Trade Group Works to Share Oversight of Insurance Sales

The National Association of Insurance Commissioners is hammering out deals with federal and state banking agencies that could let regulators share authority over companies that sell banking and insurance products.

The group is negotiating deals with the Office of Thrift Supervision, the Office of the Comptroller of the Currency, and the Conference of State Bank Supervisors.

John B. Chesson, the group's senior legislative counsel, said it also met with the Federal Reserve Board when it was considering the merger of Citicorp and Travelers Group.

The Citi-Travelers merger presented the Fed "with insurance problems, and they recognized that they didn't have insurance expertise," he said.

Under the financial reform bill, HR 10, considered by Congress this year, state insurance regulators would have lost some authority.

Speaking on a panel at a National Conference of State Legislatures meeting here Thursday, Mr. Chesson said the bill would have preempted too many state laws and virtually barred state insurance regulators from reviewing affiliations between banks and insurance companies. State insurance commissioners prefer the status quo and would rather gamble that any future court decisions will not hurt them as badly as the bill would, he argued.

"Signing on to HR 10 is the equivalent of committing suicide today because we are worried about being mugged next year," Mr. Chesson said.

Functional regulation-or the division of supervision according to financial product rather than institution-will only work if "people will roll up their sleeves and work together," he added. If the deals the insurance group is working on are successful, "then we don't see the need for a broad piece of legislation."

Bert Ely, president of Ely & Co., a bank consulting firm in Alexandria, Va., said the group is simply being realistic.

"Insurance companies and the states have just lost time and time again" battles to keep the industries separate, he said. "They realize they've got to accept that the world has changed, and they've got to figure out a way to make the world move smoothly."

Citigroup is just one recent example of the line between the two industries blurring. Many insurance companies own thrifts, and there are 20 applications from insurance companies pending before the OTS. In November the agency let the nation's largest property and casualty insurer, State Farm Mutual Automobile Insurance Co., launch a full-service savings bank.

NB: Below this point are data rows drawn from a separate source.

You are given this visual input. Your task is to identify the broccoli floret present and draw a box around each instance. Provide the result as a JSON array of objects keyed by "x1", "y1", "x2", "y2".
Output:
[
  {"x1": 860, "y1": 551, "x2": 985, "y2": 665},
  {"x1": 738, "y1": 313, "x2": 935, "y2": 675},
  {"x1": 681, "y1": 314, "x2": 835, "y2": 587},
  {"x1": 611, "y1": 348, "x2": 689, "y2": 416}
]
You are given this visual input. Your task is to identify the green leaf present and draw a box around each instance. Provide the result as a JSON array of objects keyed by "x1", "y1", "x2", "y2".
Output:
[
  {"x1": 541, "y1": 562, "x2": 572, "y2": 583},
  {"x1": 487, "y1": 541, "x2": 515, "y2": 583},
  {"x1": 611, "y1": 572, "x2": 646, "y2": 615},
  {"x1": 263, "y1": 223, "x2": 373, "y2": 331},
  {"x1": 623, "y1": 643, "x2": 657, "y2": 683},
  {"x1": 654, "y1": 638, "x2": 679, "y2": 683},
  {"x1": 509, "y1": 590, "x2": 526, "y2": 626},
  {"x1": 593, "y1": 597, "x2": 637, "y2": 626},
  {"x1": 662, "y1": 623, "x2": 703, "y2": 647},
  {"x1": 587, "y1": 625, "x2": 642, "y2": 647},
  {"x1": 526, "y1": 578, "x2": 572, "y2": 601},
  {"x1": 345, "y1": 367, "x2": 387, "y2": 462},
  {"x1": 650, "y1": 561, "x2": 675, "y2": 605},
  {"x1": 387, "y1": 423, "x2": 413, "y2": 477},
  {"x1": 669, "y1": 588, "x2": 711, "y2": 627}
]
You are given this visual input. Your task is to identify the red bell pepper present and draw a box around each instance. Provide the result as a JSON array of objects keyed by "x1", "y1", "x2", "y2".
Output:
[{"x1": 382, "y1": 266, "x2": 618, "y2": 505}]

In November, for the first time, the comptroller's office said banks in Louisiana could sell insurance in large metropolitan areas as long as the operations are based in a place of 5,000 or fewer people.

The first of the insurance group's cooperative efforts bore fruit this month, when the OCC reached an agreement with the Oklahoma Insurance Department to share consumer complaint information. The group negotiated alongside Oklahoma officials and plans to use the agreement as a model that will be pitched to all states next year.

The pending agreement with thrift regulators goes beyond consumer complaints, said Scott M. Albinson, special assistant to the OTS' deputy director.

Slated to be completed over the next few months, the agreement would let the OTS and the insurance group share financial information about companies as well as any regulatory and enforcement actions that have been taken. "We're not in the business of regulating insurance companies," Mr. Albinson said.

A spokeswoman for the Conference of State Bank Supervisors said that in seven states, bank regulators have working agreements with their insurance counterparts and that the two trade organizations are designing a model for all other states.

That model could be finalized when the state bank supervisors group holds its annual meeting in June.